Brokerage Seaport Research Partners has reduced by more than half its growth forecast for Macau’s gross gaming revenue (GGR) this year. It now expects 3 percent expansion, from a previous estimate of 6.5 percent.
“We reduce our estimates for Macau GGR to grow only 3 percent in 2025 following a weaker than expected start to the year,” wrote analyst Vitaly Umansky in a Tuesday memo. “We keep our 2026 and 2027 growth at 7 percent,” with “GGR recovering to 92 percent of 2019 by 2027,” he added.
“We are forecasting a strengthening to the market in late summer and into the back half of this year and do not expect the trade war to have a significant negative impact on Macau, at this time,” said the analyst.
Mr Umansky said long-term expansion for Macau gaming was “still structural… driven by a combination of increasing visitation and spend, including the benefits accruing from implementation of smart digital tables and increasing spend in baccarat side bets”.
According to Seaport, the “benefits derived from efficiencies” from ‘smart’ digital tables “could be stronger than we expect, and could lead to upward revision on our forecasts”.
The institution also observed that baccarat side-betting was increasing in the Macau market.
“The casino advantage in side bets is materially higher than traditional baccarat play, and while increasing side bets may reduce overall game time – as players lose money faster –, the overall GGR per player would increase,” stated Mr Umansky.

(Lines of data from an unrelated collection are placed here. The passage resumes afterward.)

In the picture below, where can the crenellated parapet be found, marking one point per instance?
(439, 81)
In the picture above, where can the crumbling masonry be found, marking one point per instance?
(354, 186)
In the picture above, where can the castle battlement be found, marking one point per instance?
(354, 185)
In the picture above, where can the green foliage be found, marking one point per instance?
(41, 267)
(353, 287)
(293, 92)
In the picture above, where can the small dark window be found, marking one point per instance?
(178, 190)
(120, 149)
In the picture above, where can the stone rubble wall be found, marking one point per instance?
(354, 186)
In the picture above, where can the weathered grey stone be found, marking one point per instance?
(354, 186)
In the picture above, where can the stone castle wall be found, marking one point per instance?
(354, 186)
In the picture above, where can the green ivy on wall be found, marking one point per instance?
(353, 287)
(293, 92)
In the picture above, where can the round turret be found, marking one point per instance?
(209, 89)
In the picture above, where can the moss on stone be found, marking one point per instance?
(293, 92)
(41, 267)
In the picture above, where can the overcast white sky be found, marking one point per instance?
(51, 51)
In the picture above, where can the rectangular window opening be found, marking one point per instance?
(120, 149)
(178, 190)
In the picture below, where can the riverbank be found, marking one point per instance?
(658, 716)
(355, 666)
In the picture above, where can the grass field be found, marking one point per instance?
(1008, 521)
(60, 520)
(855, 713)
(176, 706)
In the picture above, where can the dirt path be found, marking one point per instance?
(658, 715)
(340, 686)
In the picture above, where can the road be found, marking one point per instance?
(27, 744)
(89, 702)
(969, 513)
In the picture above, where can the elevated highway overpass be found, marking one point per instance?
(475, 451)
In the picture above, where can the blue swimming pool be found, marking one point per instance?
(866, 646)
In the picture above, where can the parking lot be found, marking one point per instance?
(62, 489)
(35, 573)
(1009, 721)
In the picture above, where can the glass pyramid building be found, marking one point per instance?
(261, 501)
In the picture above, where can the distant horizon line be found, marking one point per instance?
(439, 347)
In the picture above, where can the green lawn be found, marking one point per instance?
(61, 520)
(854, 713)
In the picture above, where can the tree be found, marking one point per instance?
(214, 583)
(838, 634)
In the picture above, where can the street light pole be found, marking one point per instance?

Seaport cautioned that “material weakening” for China’s currency “and/or a weakening China economy in 2025 would negatively impact” its forecast.
The institution said first-quarter results “will be disappointing as Macau growth stagnated, but individual company results should be largely as expected”.
“Investors are likely to be more focused on the coming quarter and rest of the year, especially with heightened concern around any potential slowdown in Asia due to the Trump [administration] tariff regime and a potential U.S. recession,” said Mr Umansky.
First-quarter Macau GGR was nearly MOP57.66 billion (US$7.21 billion), up 0.6 percent on the same period in 2024.
According to Seaport, Macau industry property earnings before interest, taxation, depreciation and amortisation (EBITDA) in the three months to March 31 is expected to decline – in U.S. dollar terms – 0.6 percent sequentially, and 6.5 percent from a year earlier.
That is because “higher costs and softer non-gaming negatively impacted operating leverage, with EBITDA margin estimated to fall to 27 percent in the first quarter, compared to … 29.1 percent in first-quarter 2024,” added Mr Umansky.
On Tuesday, the International Monetary Fund reduced Macau’s gross domestic product (GDP) growth forecast to 3.6 percent this year, from a previous estimate of 7.3 percent.
Macau’s leader, Chief Executive Sam Hou Fai, stated in the government’s Policy Address for Fiscal Year 2025, outlined in mid-April, that the public budget might need to be revised for a number of reasons, including the GGR outlook for the year, and some spending commitments still to be factored.